No hope remained but for an honorable death. At least that would bring freedom from endless fleeing and hopeless suffering.
Two bangs cut through the frosty night air like cracks of a whip, and the waiting group jumped. Horrified, they watched as the two warriors collapsed, their arms jerking about as they fell.
“Halt!” Onnen called out to stop the second pair that had already headed off.
They stood there motionless and waited. Nothing happened; everything was still.
We have to think of another way,” Onnan whispered finally. “There seems to be no way through, even though the fence is gone. We have to think of something else.”
Cheun reached out his hand and touched Onnen’s arm. “It’s no use, Onnen. If we can’t penetrate the Gray Land, we can’t accomplish anything.”
“I refuse to just give up!” Onnen hissed angrily. “We have to think of something—”
Suddenly, the air was filled with a deep, rumbling sound that slowly grew louder, a sound like distant thunder. Cheun spun around once and tried to identify the source of the noise. It sounded dangerous.
“The attack,” someone whispered. “It’s starting.”
“They’ve never advanced during the night,” Onnen insisted stubbornly.

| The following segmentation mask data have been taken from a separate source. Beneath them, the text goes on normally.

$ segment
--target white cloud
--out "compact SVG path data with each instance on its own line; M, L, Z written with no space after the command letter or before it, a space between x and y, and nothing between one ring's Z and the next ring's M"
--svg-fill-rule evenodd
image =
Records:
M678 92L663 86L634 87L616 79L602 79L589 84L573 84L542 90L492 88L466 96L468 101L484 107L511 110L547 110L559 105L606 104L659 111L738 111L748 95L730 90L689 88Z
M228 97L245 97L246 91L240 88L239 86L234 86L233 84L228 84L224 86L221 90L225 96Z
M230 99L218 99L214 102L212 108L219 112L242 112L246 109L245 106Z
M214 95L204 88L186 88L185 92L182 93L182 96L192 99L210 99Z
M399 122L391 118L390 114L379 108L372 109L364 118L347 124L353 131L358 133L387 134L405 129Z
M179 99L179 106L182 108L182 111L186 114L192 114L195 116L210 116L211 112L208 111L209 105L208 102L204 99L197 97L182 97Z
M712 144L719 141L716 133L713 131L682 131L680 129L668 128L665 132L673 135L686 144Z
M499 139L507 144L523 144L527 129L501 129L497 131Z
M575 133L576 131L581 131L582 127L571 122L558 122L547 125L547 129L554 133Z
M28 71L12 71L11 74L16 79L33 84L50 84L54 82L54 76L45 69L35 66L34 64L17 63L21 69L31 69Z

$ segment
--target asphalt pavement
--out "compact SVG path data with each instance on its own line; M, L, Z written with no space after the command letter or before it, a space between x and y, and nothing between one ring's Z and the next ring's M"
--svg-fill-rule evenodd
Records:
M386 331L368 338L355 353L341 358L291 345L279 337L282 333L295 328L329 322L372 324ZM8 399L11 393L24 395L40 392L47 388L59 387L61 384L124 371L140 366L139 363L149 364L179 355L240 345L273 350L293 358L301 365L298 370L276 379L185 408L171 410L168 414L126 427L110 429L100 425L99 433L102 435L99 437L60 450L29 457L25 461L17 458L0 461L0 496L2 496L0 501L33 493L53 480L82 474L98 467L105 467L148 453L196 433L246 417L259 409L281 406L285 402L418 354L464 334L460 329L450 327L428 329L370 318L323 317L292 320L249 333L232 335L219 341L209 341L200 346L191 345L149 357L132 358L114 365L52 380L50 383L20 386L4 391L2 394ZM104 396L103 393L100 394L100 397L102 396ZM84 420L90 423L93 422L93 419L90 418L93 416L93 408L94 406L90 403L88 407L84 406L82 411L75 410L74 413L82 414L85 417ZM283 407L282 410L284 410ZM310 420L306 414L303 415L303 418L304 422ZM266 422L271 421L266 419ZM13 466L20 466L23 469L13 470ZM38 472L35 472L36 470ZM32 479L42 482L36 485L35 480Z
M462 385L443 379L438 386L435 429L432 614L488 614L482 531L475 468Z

A high-pitched whirring joined in, like a gigantic swarm of insects coming relentlessly closer. Now Cheun was sure that it emanated from the chain of massive vehicles. It grew ever louder and shriller.
“It is!” he said. “It’s the machines.”
Then light flooded over them, unbearably bright after the total darkness, overwhelming in its reach from horizon to horizon. It struck their unprepared eyes so unexpectedly that it seemed brighter than the sun, brighter than a hundred suns. Cheun pressed his clenched fists to his closed eyes, and light still penetrated his eyelids, as though it were being pressed into his head, and it hurt. Then the ground shook beneath his feet, and he knew what it meant: the enemy’s machines had begun their onslaught, rolling toward them, unstoppable.